Tougher times have followed for the Motherland since in the four Olympic Games since Albertville in 1992. Russia has found the podium just twice in those four years, winning the silver in 1998 and the bronze in 2002. A fourth place finish in Torino in 2006 ended with a dull thud as the Czech Republic blanked them 3-0 to claim the bronze.
With one of the most talented collections of forwards the game has ever seen on one bench Russia looks to wipe the bad taste of failure from their mouths and live up to their number one overall ranking from the IIHF.
TEAM RUSSIA OLYMPIC ROSTER
BETWEEN THE PIPES
The Russians boast a talented if not enigmatic trio of netminders as they look to topple powerhouses such as Canada and Sweden.
Evgeni Nabokov will most likely be the starting netminder for Russia. Nabokov has international experience as he played originally for Kazakhstan in 1994 at the World Championships.
This will be his second Olympics as he also took part in the 2006 Winter Games in Torino, Italy for Russia.
He was also a member of the gold medal winning 2008 World Championship team where he was named best goaltender. He has been stellar in international play, posting an 11-2-0 mark in 13 outings with a 1.46 GAA and five shutouts.

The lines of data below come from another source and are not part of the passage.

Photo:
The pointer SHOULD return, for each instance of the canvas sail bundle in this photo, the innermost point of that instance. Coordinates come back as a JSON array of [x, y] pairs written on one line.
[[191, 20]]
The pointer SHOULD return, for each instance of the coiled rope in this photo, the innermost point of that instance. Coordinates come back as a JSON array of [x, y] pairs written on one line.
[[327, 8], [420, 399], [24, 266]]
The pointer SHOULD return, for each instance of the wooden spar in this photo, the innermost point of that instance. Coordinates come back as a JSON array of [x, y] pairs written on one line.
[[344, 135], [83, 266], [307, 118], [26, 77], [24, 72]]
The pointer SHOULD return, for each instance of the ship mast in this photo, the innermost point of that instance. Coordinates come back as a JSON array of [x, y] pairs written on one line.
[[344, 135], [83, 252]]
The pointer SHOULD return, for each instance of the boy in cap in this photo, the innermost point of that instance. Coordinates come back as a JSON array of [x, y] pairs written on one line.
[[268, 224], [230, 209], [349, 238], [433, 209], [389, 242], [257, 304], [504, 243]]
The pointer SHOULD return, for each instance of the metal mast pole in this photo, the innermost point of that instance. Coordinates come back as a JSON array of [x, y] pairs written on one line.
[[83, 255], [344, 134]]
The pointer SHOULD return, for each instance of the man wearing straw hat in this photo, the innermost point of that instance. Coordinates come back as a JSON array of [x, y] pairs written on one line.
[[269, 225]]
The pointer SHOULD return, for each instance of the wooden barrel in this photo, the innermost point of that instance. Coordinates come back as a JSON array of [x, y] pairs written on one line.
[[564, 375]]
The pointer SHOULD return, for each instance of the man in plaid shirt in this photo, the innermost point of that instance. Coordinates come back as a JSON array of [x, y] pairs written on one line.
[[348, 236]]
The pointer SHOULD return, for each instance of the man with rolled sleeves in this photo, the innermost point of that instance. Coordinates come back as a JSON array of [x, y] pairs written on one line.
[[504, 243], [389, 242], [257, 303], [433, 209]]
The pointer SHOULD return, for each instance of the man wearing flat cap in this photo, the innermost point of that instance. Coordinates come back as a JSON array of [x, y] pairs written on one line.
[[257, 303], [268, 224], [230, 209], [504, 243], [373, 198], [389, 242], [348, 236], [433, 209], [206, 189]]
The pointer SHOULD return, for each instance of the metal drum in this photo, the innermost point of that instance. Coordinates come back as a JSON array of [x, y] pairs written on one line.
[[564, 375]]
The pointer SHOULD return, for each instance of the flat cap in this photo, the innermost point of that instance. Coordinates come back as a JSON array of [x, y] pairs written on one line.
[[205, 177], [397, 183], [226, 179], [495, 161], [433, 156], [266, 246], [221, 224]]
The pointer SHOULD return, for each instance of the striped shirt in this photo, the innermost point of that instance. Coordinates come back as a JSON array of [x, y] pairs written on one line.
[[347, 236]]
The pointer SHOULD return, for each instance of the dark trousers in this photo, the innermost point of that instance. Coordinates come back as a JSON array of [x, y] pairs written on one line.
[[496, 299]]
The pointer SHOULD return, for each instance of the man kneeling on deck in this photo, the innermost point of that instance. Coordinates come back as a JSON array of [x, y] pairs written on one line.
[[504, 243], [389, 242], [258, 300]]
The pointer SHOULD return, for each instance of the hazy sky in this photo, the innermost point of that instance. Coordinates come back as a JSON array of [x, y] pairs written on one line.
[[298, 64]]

Ilya Bryzgalov is more than capable of stepping in should Nabokov falter. He backstopped Russia to a second consecutive World Championship gold in 2009. In that competition Bryzgalov went 7-0-0 with a 2.09 GAA, one shutout and a save percentage of 92.9 percent.
This will be Bryzgalov’s third Olympics, as he was also a member of the 2002 team that won bronze. He’d like to see more action than the combined one game he’s played in his first two Olympics.

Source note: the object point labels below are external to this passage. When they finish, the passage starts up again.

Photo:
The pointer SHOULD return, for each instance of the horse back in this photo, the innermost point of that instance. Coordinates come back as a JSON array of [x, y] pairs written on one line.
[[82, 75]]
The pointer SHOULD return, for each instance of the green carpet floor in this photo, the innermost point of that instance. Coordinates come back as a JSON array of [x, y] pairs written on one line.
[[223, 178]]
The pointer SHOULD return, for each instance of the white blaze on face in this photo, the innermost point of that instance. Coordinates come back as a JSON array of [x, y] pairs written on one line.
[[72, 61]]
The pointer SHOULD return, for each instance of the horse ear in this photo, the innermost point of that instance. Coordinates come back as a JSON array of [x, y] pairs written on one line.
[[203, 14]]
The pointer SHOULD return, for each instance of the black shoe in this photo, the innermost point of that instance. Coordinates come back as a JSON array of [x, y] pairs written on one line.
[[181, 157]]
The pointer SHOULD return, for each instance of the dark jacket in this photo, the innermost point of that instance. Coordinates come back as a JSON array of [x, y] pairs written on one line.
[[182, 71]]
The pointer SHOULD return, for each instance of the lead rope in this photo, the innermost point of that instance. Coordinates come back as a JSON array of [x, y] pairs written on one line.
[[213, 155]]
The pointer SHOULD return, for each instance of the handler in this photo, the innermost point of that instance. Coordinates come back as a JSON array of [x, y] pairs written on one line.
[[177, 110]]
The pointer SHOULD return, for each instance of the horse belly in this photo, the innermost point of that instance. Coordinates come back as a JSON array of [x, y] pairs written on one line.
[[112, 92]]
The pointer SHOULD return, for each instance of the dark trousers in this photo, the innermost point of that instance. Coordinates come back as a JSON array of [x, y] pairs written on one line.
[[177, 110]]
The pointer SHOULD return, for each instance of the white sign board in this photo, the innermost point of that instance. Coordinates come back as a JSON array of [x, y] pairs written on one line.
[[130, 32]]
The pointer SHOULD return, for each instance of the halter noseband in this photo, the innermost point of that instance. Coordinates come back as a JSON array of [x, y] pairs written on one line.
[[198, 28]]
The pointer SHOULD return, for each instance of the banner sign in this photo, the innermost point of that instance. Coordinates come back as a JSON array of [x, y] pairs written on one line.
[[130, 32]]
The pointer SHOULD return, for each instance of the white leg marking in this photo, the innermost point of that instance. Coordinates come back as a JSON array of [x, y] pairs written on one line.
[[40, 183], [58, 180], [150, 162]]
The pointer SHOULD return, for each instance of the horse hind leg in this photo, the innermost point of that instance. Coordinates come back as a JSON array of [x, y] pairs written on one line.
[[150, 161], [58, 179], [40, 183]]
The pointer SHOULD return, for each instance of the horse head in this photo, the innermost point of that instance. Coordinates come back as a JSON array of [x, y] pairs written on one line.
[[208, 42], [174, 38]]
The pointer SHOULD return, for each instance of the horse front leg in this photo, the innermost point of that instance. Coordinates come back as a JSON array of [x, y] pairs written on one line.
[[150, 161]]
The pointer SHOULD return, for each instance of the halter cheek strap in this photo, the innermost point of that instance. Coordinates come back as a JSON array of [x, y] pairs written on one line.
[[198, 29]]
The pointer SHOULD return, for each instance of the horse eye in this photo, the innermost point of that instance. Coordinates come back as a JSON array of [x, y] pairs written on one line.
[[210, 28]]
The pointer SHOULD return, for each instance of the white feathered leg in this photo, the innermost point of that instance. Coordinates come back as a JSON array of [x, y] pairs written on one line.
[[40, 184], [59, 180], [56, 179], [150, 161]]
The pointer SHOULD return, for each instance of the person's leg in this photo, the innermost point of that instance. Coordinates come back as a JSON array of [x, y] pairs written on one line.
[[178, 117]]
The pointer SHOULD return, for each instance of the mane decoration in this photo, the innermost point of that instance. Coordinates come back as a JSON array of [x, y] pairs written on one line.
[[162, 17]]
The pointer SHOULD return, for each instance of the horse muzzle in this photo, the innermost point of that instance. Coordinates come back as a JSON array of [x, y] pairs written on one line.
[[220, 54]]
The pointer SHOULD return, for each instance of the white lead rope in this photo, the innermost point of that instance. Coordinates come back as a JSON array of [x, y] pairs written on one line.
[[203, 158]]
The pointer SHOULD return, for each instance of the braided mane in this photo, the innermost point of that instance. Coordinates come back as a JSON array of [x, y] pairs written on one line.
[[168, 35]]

Semyon Varlamov is the third goaltender and most likely the netminder of the future for Russia. He is just coming back from a long layoff after an injury. His start last Thursday against Ottawa was his first since a shutout of Tampa Bay back on December 7th, 2009. He has a pair of silver medals from the World Junior Championships in 2006 and 2007, and will be the youngest player on Team Russia by two years of age.
ON THE BLUELINE
Russia has a mix of NHL and KHL players on the blueline with plenty of experience necessary to shut down opposing teams.
There is a mix of both NHL and KHL players comprising the defense corps, and coach Slava Bykov is not hurting when it comes to talent.

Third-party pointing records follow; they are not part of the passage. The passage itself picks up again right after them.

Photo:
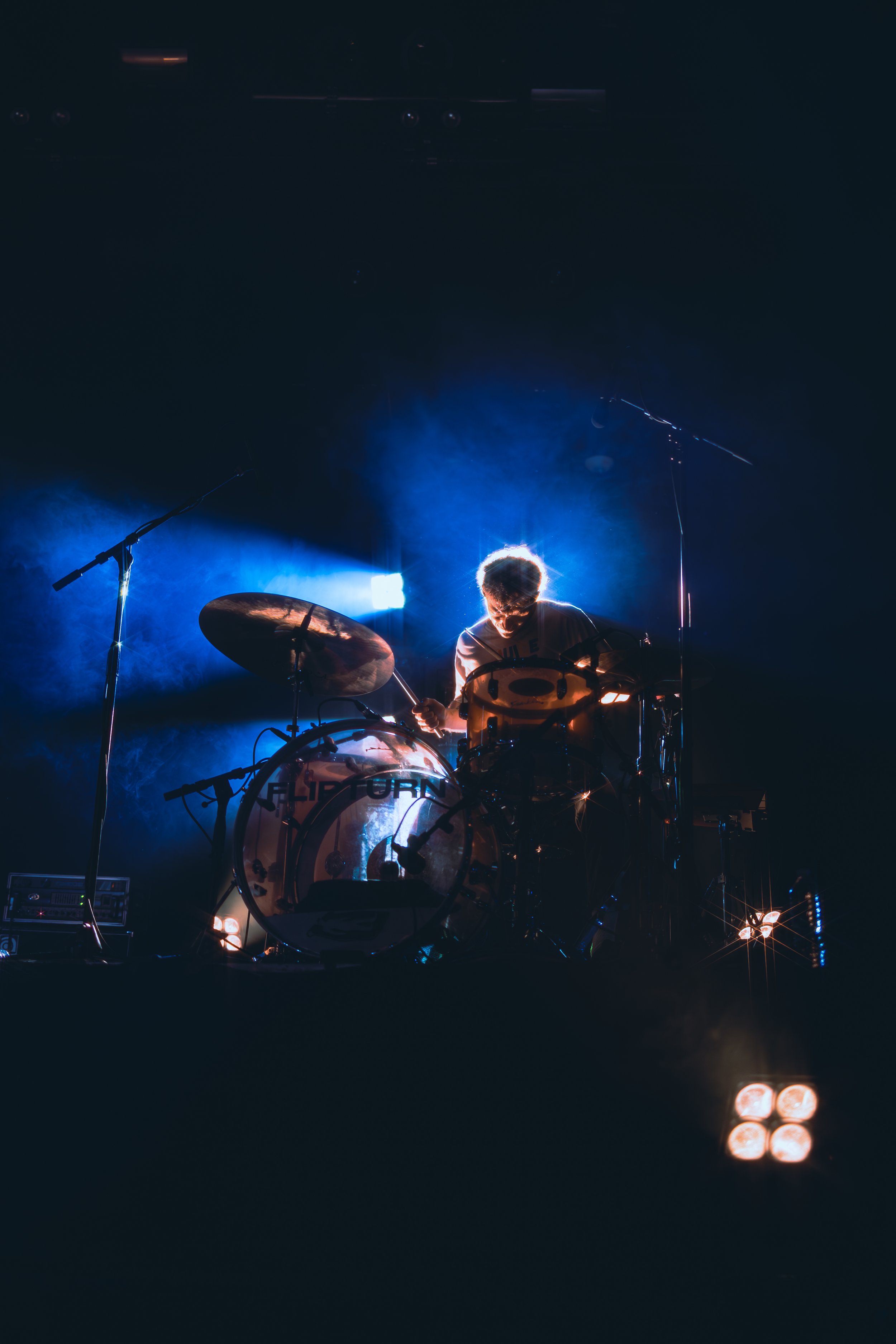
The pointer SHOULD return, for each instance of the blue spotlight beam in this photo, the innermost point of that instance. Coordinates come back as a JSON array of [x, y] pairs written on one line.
[[124, 558], [684, 771]]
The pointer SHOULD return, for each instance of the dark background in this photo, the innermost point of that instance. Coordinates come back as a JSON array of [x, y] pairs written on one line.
[[408, 333]]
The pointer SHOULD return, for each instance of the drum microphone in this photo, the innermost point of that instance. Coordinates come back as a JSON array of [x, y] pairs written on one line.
[[409, 858]]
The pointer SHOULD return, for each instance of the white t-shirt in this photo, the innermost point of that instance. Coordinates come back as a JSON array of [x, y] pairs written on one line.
[[549, 632]]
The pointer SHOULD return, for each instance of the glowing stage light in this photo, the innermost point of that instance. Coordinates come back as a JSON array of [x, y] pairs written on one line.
[[797, 1102], [756, 1101], [790, 1144], [749, 1142], [387, 592]]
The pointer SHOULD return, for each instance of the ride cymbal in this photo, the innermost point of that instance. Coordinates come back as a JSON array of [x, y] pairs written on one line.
[[271, 636]]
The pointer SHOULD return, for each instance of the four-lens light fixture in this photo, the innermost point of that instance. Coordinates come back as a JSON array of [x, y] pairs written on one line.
[[773, 1121]]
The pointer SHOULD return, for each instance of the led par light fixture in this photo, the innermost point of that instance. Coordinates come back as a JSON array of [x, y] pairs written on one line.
[[770, 1117]]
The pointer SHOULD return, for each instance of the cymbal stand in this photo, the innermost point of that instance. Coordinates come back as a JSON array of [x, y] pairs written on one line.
[[121, 553]]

Andrei Markov would have to be considered the anchor of the blueline for Russia. He seems to be fully recovered from a lacerated ankle he suffered back in October and has 45 games of World Cup and Olympic experience to draw from.
Throw in thirteen games of World Junior Championship experience when Russia won silver and bronze in 1997 and 1998 and Markov is a solid leader on the ice.
He will be making his second Olympic appearance, though he does have two bronze and a gold medal to his credit from his last three World Cup appearances.
Sergei Gonchar is a seasoned veteran as well that will be expected to log heavy minutes and provide leadership to the Russian blueline.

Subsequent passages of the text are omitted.